Why Resistance Turns Pain Into More Pain
Life is a journey fraught with pain, yet many of us are ill-prepared to confront it head-on. Our natural inclination is to evade or deny it, unwittingly exacerbating our suffering.
A typical reaction is resistance. We feign normalcy, pretending all is okay while drowning in despair. We suppress our true emotions and needs, reject signs and signals from our bodies, and often deem our natural responses inappropriate (“I shouldn’t feel this way,” “I shouldn’t find this so challenging”).
This resistance amplifies the pain–it makes the pain feel bigger, stronger, and less in our control. All the while, internal narratives about ourselves and the world also grow, trapping in emotions like frustration, shame, and unhappiness.
Resistance takes various forms:
We resist ourselves by rejecting our true selves, making comparisons to others, and holding ourselves to a standard of perfection.
We resist our emotions, convinced that feeling pain or struggle is unacceptable – or perhaps, that feelings in general means weakness.
We resist others, expecting them to change to fit our schedules or preferences, believing if only they change that things would be better.

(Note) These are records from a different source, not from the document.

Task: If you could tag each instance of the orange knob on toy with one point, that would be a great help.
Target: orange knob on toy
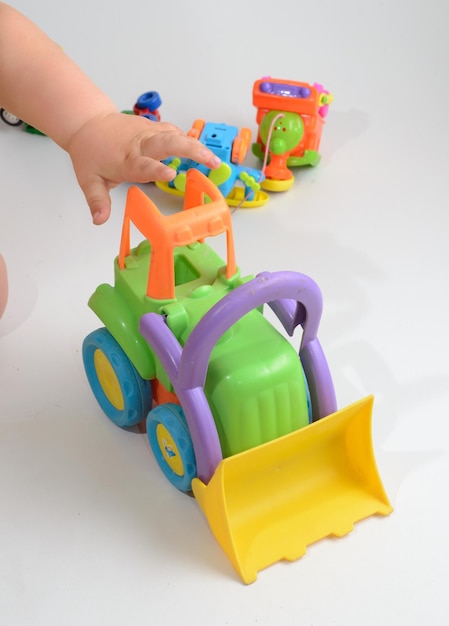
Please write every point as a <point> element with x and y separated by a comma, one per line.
<point>196,129</point>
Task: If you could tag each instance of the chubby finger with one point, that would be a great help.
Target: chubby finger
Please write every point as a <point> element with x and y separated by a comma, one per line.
<point>166,144</point>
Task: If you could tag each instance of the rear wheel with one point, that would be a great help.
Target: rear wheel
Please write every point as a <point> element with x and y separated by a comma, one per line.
<point>121,392</point>
<point>171,443</point>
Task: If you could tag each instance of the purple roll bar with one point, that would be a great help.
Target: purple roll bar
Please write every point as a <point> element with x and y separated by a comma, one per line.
<point>295,299</point>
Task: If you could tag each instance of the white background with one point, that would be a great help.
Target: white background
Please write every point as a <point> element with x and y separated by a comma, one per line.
<point>90,531</point>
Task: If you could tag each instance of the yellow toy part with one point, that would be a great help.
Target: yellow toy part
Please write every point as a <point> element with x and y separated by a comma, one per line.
<point>269,503</point>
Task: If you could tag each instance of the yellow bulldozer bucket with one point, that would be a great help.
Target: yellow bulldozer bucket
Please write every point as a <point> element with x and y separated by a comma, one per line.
<point>269,503</point>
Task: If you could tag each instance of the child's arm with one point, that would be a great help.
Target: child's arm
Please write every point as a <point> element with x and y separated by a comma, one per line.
<point>40,84</point>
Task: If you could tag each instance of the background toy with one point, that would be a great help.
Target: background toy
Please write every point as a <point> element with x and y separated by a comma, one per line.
<point>290,116</point>
<point>147,105</point>
<point>240,185</point>
<point>227,401</point>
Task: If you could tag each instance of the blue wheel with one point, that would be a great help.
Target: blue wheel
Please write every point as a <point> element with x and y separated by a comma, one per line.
<point>149,100</point>
<point>172,446</point>
<point>121,392</point>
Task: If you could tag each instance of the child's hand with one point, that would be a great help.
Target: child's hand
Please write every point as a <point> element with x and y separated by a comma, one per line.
<point>3,286</point>
<point>117,147</point>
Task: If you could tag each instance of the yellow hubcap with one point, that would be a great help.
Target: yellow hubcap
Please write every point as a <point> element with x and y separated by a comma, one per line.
<point>169,450</point>
<point>108,380</point>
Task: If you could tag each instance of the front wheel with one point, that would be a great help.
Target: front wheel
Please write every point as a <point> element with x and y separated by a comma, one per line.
<point>171,443</point>
<point>121,392</point>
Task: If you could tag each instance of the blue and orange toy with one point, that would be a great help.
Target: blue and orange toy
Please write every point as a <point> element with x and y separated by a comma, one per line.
<point>239,184</point>
<point>291,116</point>
<point>232,411</point>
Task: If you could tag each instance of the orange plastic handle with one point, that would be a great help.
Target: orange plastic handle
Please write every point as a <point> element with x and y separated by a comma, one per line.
<point>199,219</point>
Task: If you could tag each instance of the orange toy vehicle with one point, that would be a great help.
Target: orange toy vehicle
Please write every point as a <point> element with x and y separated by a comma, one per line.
<point>291,116</point>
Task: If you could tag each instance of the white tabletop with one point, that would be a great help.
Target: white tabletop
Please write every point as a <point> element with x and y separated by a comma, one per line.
<point>90,530</point>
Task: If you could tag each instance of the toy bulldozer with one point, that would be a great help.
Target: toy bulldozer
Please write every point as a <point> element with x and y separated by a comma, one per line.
<point>232,412</point>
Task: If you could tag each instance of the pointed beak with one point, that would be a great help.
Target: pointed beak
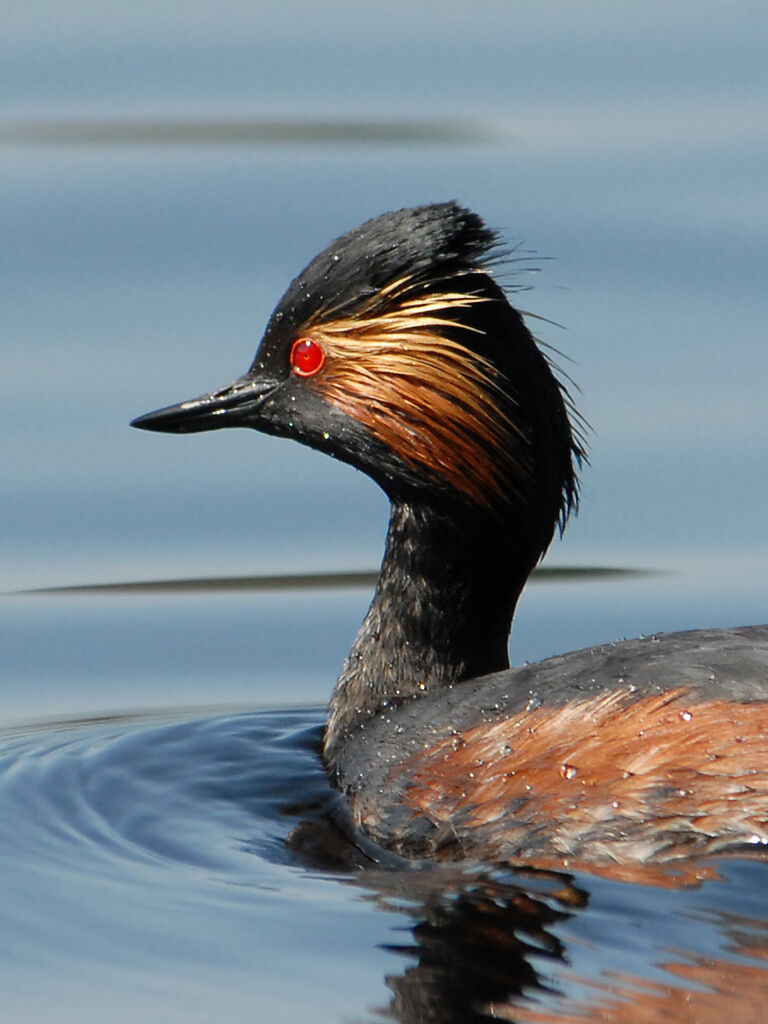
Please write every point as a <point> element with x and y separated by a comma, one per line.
<point>238,404</point>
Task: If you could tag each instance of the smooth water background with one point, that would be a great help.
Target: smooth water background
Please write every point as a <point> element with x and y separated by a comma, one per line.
<point>165,170</point>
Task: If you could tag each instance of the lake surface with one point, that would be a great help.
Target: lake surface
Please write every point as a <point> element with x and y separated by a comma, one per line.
<point>166,170</point>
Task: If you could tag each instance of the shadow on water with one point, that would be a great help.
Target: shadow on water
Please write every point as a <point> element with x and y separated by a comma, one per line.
<point>246,131</point>
<point>117,829</point>
<point>320,581</point>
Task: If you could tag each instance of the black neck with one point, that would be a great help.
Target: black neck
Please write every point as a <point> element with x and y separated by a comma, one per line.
<point>441,612</point>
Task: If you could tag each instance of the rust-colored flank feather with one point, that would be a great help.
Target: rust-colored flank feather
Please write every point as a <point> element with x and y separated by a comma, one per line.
<point>610,777</point>
<point>433,400</point>
<point>396,351</point>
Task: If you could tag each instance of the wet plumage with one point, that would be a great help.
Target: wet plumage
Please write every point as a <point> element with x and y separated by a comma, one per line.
<point>396,351</point>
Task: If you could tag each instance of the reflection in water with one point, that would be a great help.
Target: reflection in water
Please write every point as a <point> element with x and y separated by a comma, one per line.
<point>202,855</point>
<point>320,581</point>
<point>251,131</point>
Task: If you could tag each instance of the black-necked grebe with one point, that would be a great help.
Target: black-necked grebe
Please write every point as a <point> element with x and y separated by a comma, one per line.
<point>396,351</point>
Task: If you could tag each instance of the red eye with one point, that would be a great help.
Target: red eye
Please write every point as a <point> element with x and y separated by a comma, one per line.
<point>307,358</point>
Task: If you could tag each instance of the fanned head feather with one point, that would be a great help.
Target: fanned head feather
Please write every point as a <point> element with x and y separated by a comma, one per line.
<point>424,351</point>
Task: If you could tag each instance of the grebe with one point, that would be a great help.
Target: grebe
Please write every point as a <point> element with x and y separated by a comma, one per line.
<point>396,351</point>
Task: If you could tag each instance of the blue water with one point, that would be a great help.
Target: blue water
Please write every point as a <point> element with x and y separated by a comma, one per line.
<point>158,749</point>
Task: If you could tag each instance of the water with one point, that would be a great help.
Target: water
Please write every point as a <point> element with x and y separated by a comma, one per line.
<point>164,839</point>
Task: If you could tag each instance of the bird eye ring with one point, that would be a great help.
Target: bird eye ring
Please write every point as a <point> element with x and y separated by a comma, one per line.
<point>307,357</point>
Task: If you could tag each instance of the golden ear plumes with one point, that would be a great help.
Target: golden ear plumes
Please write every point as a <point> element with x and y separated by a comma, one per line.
<point>434,401</point>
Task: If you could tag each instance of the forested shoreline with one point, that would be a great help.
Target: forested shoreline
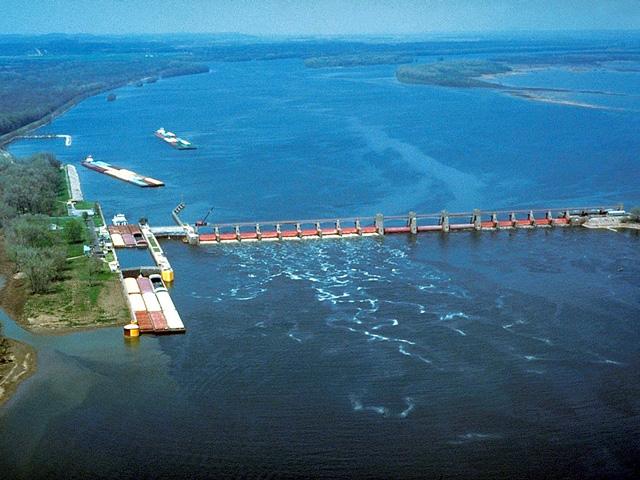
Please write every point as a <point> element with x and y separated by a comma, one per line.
<point>41,76</point>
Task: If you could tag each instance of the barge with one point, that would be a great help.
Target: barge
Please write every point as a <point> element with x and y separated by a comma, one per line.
<point>152,307</point>
<point>121,173</point>
<point>173,140</point>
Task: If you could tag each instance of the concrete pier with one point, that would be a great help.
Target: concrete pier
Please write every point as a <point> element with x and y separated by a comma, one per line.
<point>380,225</point>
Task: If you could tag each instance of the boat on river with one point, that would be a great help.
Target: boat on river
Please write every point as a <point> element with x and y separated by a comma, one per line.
<point>173,140</point>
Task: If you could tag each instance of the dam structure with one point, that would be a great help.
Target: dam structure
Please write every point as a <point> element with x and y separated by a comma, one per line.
<point>379,225</point>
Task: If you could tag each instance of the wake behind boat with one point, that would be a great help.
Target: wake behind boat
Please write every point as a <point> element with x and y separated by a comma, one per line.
<point>173,140</point>
<point>121,173</point>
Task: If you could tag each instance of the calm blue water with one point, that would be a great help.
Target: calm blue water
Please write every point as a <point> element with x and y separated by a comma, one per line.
<point>495,355</point>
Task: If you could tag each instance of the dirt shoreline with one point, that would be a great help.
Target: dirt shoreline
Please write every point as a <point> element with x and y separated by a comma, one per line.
<point>22,364</point>
<point>23,357</point>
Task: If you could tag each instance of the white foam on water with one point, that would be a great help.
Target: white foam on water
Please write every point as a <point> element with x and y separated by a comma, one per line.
<point>403,351</point>
<point>543,340</point>
<point>452,315</point>
<point>292,336</point>
<point>410,406</point>
<point>392,322</point>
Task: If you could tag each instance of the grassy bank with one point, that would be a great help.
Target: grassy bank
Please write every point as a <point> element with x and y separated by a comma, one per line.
<point>81,292</point>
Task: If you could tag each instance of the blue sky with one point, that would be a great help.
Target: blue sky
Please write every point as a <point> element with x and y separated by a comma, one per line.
<point>307,17</point>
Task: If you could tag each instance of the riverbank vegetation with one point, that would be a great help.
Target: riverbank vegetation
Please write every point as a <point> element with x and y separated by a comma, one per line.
<point>33,88</point>
<point>357,60</point>
<point>41,76</point>
<point>51,283</point>
<point>461,74</point>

We resist reality itself: we want things to be different than they are. We want that promotion or job offer, to be in a loving relationship, to be able to afford that house, to live closer to work, to not be sick or to not have a loved one that’s sick. While all of these desires are normal and acceptable, resisting reality does not change it.
The antidote to resistance is acceptance. Embracing reality – especially when it's one you don’t want to be true – can give us peace and liberation. From this place, we can address what we can change and glean lessons for personal growth.
Research supports acceptance as a path to decreased psychological distress and greater happiness. A 2021 study aimed to test the benefits of acceptance. The study included 154 participants who completed the Five Facets Mindfulness Questionnaire and assessments to determine psychological distress (including depression, anxiety, stress, and sleep disturbances) and psychological well-being (life satisfaction and happiness). It indicated – with both statistical significance and clinical relevance – that acceptance strongly predicted reductions in psychological distress and increases in wellbeing.
Acceptance doesn't mean approval; it means ceasing to fight against reality. By allowing pain to unfold naturally, we gain clarity and can move forward with newfound peace.
To transition from resistance to acceptance:
Acknowledge what you're resisting: What truth are you fighting right now? Identify it, bring it to your awareness, and reflect on how your resistance is affecting your life – is it creating more pain and suffering?
Allow yourself to feel your emotions without suppression or judgment: Welcome the feeling – however uncomfortable – and let it pass. Letting yourself experience the feeling not only tells you you can get through it, but also helps you understand the feeling and deal with it better the next time it arises.
Envision how a fully accepting version of yourself would respond: Imagine a version of yourself that has completely accepted reality and ask yourself how this person would behave in this moment. Notice the empowerment and energy that may emerge in the process.
Recognize that pain is an inevitable part of life: Accept the deep truth that life is sometimes going to be painful, and that there is nothing wrong with us in feeling painful emotions. Acceptance leads to inner peace and self-compassion as we acknowledge we’re doing our best and we can continue to do our best.